MCP Runtime — k3s Deployment Runbook¶

Operational guide for deploying, re-deploying, and testing MCP Runtime on the four-node k3s cluster with public DNS and Let's Encrypt TLS. Complements the cluster-creation guide in k3s-on-prem-cluster.md.

Reference cluster¶

A four-node k3s cluster: one control-plane node and three workers (one of which has scheduling disabled). DNS wildcard *.mcpruntime.org points to the primary worker node.
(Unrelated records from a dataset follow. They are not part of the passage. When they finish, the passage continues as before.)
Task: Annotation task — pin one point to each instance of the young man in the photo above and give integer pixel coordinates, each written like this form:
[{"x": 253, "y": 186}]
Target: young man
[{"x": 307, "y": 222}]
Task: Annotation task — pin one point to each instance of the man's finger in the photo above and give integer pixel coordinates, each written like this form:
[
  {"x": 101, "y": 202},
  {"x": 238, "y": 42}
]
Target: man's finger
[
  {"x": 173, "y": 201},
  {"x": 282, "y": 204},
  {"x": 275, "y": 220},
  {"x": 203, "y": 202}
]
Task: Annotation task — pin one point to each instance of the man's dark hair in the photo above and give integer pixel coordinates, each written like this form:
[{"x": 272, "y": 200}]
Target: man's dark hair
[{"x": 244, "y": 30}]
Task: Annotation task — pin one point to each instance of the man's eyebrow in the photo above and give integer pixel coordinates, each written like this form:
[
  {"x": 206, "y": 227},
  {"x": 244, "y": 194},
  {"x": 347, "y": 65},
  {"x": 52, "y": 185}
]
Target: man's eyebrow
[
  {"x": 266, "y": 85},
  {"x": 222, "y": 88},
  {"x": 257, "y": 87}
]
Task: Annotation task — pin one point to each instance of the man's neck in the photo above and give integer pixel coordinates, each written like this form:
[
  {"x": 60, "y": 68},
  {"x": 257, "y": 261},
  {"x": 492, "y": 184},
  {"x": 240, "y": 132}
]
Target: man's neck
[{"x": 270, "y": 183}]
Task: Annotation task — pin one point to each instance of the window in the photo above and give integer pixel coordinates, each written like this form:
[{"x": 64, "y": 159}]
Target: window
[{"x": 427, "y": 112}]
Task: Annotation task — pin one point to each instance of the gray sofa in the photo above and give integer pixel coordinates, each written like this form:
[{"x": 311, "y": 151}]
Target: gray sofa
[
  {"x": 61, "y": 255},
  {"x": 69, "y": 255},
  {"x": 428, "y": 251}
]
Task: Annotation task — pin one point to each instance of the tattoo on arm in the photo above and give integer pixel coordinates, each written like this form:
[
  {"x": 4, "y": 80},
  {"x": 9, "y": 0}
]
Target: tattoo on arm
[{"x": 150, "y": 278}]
Node names and IPs are internal — check your KUBECONFIG or kubectl get nodes for the actual addresses.

Prerequisites¶

# Verify KUBECONFIG
export KUBECONFIG=/private/tmp/mcpruntime-k3s.yaml
kubectl get nodes

# Build the binary first (from repo root, on your workstation)
go build -o bin/mcp-runtime ./cmd/mcp-runtime

All setup commands below assume the repo root as the working directory and the KUBECONFIG export is in your shell.

Required environment variables¶

Saved deployment profile (committed template + local override):

cp config/deployments/mcpruntime-org.env.example config/deployments/mcpruntime-org.env
# edit mcpruntime-org.env — see Environment variable reference below

config/deployments/mcpruntime-org.env is gitignored. The .example file is the team-shared template; your local .env holds workstation-specific paths.

The hack scripts under hack/deploy/mcpruntime-org/ source this file by default. Override the path with MCP_DEPLOY_ENV=/path/to/other.env. See hack/README.md for the full layout.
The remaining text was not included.